Hack 24 Painless RSS with Template::Extract

figs/moderate.gif figs/hack24.gif

Wouldn't it be nice if you could simply visualize what data on a page looks like, explain it in template form to Perl, and not bother with the need for parsers, regular expressions, and other programmatic logic? That's exactly what Template::Extract helps you do .

One thing that I'd always wanted to do, but never got around to doing, was produce RSS files for all those news sites I read regularly that don't have their own RSS feeds. Maybe I'd read them more regularly if they notified me when something was new, instead of requiring me to remember to check.

One day, I was fiddling about with the Template Toolkit (http://www.template-toolkit.com) and it dawned on me that all these sites were, at some level, generated with some templating engine. The Template Toolkit takes a template and some data and produces HTML output. For instance, if I have the following Perl data structure:

 @news = (         { date => "2003-09-02", subject => "Some News!",           content => "Something interesting happened today." },          { date => "2003-09-03", subject => "More News!",           content => "I ran out of imagination today." }  ); 

I can apply a template like so:

 <ul>     [% FOREACH item = news %]         <li> <i> [% item.date %] </i> - <b> [% item.subject %] </b>             <p> [% item.content %] </p>         </li>     [% END %] </ul> 

I'll end up with some HTML that looks like this:

 <ul>         <li> <i> 2003-09-02 </i> - <b> Some News! </b>             <p> Something interesting happened today. </p>         </li>         <li> <i> 2003-09-03 </i> - <b> More News! </b>             <p> I  ran out of imagination today. </p>         </li> </ul> 

Okay, you might think, very interesting, but how does this relate to scraping web pages for RSS? Well, we know what the HTML looks like, and we can make a reasonable guess at what the template ought to look like, but we want only the data. If only I could apply the Template Toolkit backward somehow. Taking HTML output and a template that could conceivably generate the output, I could retrieve the original data structure and, from then on, generating RSS from the data structure would be a piece of cake.

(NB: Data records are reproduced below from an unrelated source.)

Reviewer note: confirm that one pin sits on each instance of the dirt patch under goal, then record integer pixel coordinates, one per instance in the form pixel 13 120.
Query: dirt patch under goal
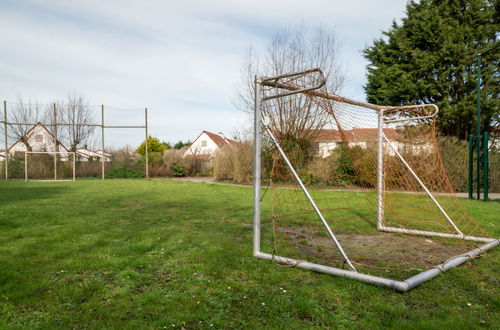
pixel 381 251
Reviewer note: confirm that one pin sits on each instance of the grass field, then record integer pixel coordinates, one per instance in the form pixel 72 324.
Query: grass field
pixel 170 254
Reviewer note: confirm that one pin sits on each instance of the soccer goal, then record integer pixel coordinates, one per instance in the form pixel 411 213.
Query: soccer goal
pixel 49 166
pixel 356 190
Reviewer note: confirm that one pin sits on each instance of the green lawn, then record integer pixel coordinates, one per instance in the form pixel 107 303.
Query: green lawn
pixel 170 254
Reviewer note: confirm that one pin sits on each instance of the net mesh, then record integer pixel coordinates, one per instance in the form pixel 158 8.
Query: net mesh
pixel 335 153
pixel 49 166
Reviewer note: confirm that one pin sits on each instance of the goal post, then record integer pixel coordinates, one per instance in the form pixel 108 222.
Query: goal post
pixel 47 165
pixel 397 190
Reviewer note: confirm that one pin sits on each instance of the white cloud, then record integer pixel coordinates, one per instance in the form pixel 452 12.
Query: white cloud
pixel 179 59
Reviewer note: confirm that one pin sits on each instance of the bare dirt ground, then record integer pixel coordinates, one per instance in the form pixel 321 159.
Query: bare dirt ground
pixel 379 251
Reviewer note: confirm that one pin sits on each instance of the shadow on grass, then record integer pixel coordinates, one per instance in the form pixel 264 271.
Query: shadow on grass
pixel 29 192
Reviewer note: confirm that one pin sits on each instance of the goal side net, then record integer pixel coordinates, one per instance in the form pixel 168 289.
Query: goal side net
pixel 355 189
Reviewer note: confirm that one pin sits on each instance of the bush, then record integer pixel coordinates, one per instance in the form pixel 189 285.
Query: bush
pixel 178 170
pixel 234 162
pixel 124 172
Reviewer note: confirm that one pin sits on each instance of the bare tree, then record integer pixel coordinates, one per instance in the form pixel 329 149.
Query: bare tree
pixel 24 113
pixel 293 50
pixel 76 112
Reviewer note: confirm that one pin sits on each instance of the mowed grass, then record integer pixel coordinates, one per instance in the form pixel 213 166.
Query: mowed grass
pixel 155 254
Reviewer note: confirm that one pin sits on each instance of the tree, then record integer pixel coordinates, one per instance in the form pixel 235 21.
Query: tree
pixel 293 50
pixel 431 58
pixel 154 145
pixel 24 112
pixel 76 112
pixel 180 144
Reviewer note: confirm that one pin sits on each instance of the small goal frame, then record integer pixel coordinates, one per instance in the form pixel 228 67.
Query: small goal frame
pixel 55 153
pixel 261 125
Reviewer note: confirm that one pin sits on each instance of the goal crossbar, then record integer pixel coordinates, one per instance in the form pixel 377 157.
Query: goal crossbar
pixel 402 286
pixel 54 153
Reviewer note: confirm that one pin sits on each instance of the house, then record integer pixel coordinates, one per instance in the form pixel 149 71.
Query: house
pixel 207 144
pixel 85 155
pixel 328 140
pixel 41 139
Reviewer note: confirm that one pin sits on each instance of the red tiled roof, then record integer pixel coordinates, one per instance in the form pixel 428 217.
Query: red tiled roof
pixel 218 140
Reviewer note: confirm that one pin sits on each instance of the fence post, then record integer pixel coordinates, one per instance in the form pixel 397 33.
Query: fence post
pixel 470 183
pixel 6 143
pixel 102 140
pixel 485 169
pixel 54 127
pixel 147 157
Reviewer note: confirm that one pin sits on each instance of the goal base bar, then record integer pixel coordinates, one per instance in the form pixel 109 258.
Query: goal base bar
pixel 432 233
pixel 401 286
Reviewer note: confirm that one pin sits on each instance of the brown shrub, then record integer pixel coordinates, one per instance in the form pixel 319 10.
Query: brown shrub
pixel 234 162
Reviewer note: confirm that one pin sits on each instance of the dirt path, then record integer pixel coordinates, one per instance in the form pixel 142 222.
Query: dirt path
pixel 213 181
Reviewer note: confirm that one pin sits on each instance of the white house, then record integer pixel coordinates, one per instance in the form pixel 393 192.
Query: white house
pixel 40 138
pixel 328 140
pixel 86 155
pixel 207 144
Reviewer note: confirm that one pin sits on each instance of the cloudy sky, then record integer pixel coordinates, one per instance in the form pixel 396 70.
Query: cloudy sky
pixel 180 59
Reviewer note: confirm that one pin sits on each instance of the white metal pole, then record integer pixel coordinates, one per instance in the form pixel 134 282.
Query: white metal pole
pixel 102 140
pixel 146 129
pixel 380 170
pixel 6 161
pixel 256 168
pixel 26 166
pixel 54 126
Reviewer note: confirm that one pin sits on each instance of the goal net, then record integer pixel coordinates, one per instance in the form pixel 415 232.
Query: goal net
pixel 49 166
pixel 355 189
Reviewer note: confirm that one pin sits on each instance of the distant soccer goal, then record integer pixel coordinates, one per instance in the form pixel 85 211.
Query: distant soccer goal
pixel 49 166
pixel 356 190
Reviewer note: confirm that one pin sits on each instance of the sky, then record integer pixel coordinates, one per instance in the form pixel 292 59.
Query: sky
pixel 180 59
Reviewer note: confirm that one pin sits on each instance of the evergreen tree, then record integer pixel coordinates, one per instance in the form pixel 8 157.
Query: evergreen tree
pixel 431 58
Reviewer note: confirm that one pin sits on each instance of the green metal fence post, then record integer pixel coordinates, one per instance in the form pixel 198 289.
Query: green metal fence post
pixel 485 169
pixel 478 126
pixel 470 182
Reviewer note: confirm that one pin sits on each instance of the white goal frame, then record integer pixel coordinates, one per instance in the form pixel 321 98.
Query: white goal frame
pixel 261 125
pixel 55 153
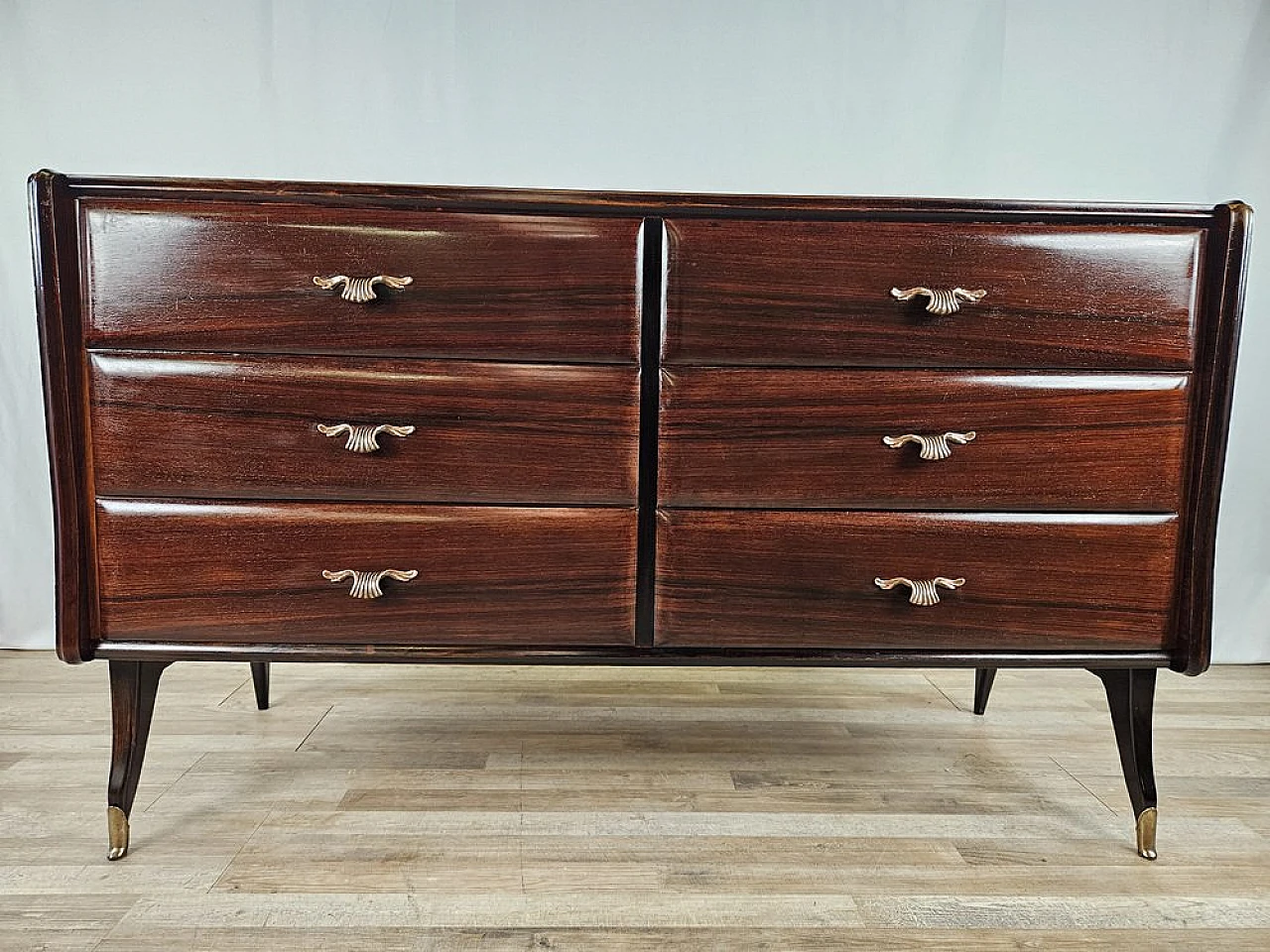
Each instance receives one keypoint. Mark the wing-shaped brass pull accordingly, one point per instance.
(361, 290)
(922, 592)
(933, 447)
(940, 301)
(362, 436)
(367, 584)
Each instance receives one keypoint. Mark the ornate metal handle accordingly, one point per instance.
(933, 447)
(361, 290)
(367, 584)
(362, 436)
(942, 301)
(922, 590)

Like most brilliant ideas, this is hardly original, and an equally brilliant man named Autrijus Tang not only had the idea a long time before me, butand this is the hard partactually worked out how to implement it. His Template::Extract Perl module (http://search.cpan.org/author/AUTRIJUS/Template-Extract/) does precisely this: extract a data structure from its template and output.

I put it to work immediately to turn the blog of one of my favorite singers, Martyn Joseph (http://www.piperecords.co.uk/news/diary.asp), into an RSS feed. I'll use his blog for the example in this hack.

First, write a simple bit of Perl to grab the page, and tidy it up to avoid tripping over whitespace issues:

 #!/usr/bin/perl my $page = get(" http://www.piperecords.co.uk/news/diary.asp" ); exit unless $page; $page = join "\n", grep { /\S/ } split /\n/, $page; $page =~ s/\r//g; $page =~ s/^\s+//g; 

This removes blank lines, DOS line feeds, and leading spaces. Once you've done this, take a look at the structure of the page. You'll find that blog posts start with this line:

 <!--START OF ABSTRACT OF NEWSITEM--> 

and end with this one:

 <!--END OF ABSTRACT OF NEWSITEM--> 

The interesting bit of the diary starts after the close of an HTML comment:

 --> 

After a bit more observation, you can glean a template like this:

 -->  [% FOR records %]     <!--START OF ABSTRACT OF NEWSITEM-->     [% ... %]     <a href="[% url %]"><acronym title="Click here to read this article">     [% title %]</acronym></a></strong> &nbsp; &nbsp; ([% date %]) <BR>     [% ... %]<font size="2">[% content %]</font></font></div>     [% ... %]     <!--END OF ABSTRACT OF NEWSITEM-->  [% END %] 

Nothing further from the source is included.